About a mile from campus exists a small storeroom adjacent to a Catholic Church. The large, pantry-style space is filled to the brim with diapers, baby clothes, maternal health items and anything else a mom could need. The center, St. Phillip Neri Mommy Storeroom, opens its doors twice a week to local women to receive material and emotional support free of charge.
The storeroom is staffed by catholic sisters and sustained by assistance from lay volunteers, some of which are dedicated Fordham Respect for Life club members. The center’s atmosphere is quietly profound: women coming in to pick up items and converse with friends for support or a good laugh, their kids jumping up and down playing with toys, volunteers speaking in Spanish (or half-broken Spanish if I happen to be there) to quickly write down the mom’s requested items. People of all ages are organizing diapers, baby shoes and baby formula into a recycled Trader Joe’s bag to give to the women. With this vision of support before me, I can’t help but wonder why so many women are told that abortion is their only option.
I am pro-life because I am a feminist. Those two identities seem paradoxical in our current culture. Yet feminism with integrity demands support for the most vulnerable of women, if it aims to support any women at all.
Pro-choice feminist narratives often overlook a more uncomfortable question: Why has abortion become so common in the first place? The reality of nearly 1.1 million abortions occurring in the United States in 2024 ought to prompt reflection, not just quiet acceptance. How do these staggeringly high numbers intersect with the lives of the women we pass on Fordham Road or even in our own classrooms? In what areas of society is our culture failing to treat women with the dignity they deserve, instead of shoving them into cycles of individual and systemic abuse?

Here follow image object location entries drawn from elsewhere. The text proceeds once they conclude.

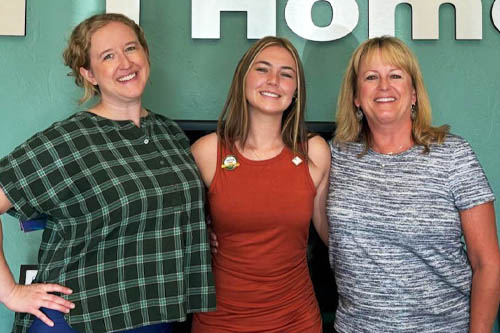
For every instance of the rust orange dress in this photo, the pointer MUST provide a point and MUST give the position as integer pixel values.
(261, 212)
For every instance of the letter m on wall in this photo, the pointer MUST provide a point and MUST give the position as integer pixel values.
(205, 17)
(425, 18)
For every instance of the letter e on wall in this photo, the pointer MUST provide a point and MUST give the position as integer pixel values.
(12, 17)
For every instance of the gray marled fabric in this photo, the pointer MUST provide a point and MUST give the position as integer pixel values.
(395, 237)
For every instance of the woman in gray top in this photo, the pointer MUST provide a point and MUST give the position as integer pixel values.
(402, 195)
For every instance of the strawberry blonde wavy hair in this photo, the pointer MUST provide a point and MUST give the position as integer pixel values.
(395, 52)
(77, 54)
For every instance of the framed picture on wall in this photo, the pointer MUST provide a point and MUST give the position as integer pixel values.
(27, 274)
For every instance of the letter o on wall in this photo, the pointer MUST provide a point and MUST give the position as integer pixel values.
(299, 19)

Abortion, especially in its increasingly privatized form, places women at greater risk rather than protecting them. Chemical abortions now account for 54% of all abortions and are marketed as safe, reliable and empowering. This is a two-pill system that allows women to have an abortion from the safety of her home. Yet the lack of governmental regulation or medical oversight can lead women to navigate the process alone. Women are able to order these pills online, and can consume them far past the 10-week requirements. In situations of unequal power dynamics, such as abusive relationships or family pressure, this deregulation can be dangerous. A terrifying 11% of chemical abortions lead to sepsis, hemorrhaging or other serious conditions for the mother. Rather than offering genuine care, the system often abandons women at their most isolated and vulnerable moments.

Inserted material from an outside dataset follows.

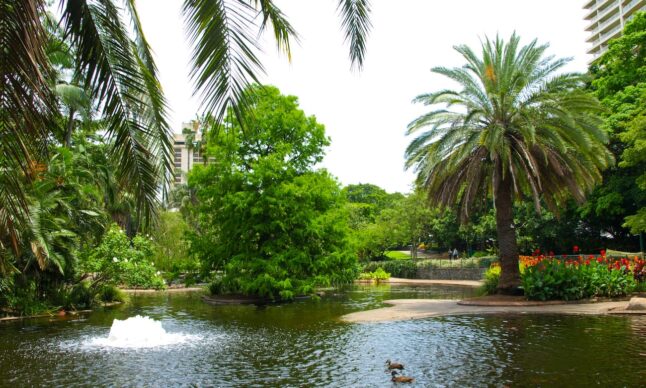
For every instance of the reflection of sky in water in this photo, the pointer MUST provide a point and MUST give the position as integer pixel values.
(304, 343)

Abortion also contributes to the systematic devaluation of women in our society. Big businesses ignore women’s authentic needs by offering to pay for their female employees’ abortions, as it is cheaper to send them to a Planned Parenthood than it is to provide them with extensive paid maternity leave and financial support for childcare. Corporations can justify abortion funding in terms of productivity, arguing that because women constitute over half the workforce, limiting pregnancy-related disruptions prevents costly employee turnover.
At the same time, the abortion industry itself is a multi-million-dollar business, with both leaders and employees emphasizing profit over care. Within these systems, abortion does not operate as liberation, but as a function of our highly consumerist and individualistic society.
While researching for this article, I was immediately directed to hundreds of websites giving me information on how to obtain an abortion. These pages prompted me to order the pills in advance, “just in case.” This rhetoric treats women like robots, implying that we act purely on reaction rather than reflection. What if women do not actually want an abortion?
These frameworks transport us back to pre first-wave feminism, a society in which women were not regarded as rational beings capable of serious deliberation. By presenting abortion as the automatic response to an unwanted pregnancy, our culture subordinates women and their capacity for judgment.
Zoe Najmy, FCRH ’26, and Grace Baur, FCRH ’29, shared their pro-woman experiences with me at the March for Life and Cardinal O’Connor Conference in Washington, D.C., this past weekend.
“If we continue to tell women they are not ‘ready’ or ‘worthy’ or in a ‘good position’ for a child, we are dismissing what women are capable of,” Najmy said. “We are robbing women of their true choice as these narratives are fed to them. I believe that we must rise up and defend life as well as appreciate and value motherhood.”
Baur emphasized Najmy’s stance by saying that opposing abortion “is a true women’s rights issue.” With authentic support, women are not considered in a vacuum, but looked at as a whole person with inviolable dignity.
Abigail Adams, FCRH ‘26, is a philosophy major from Alexandria, Virginia.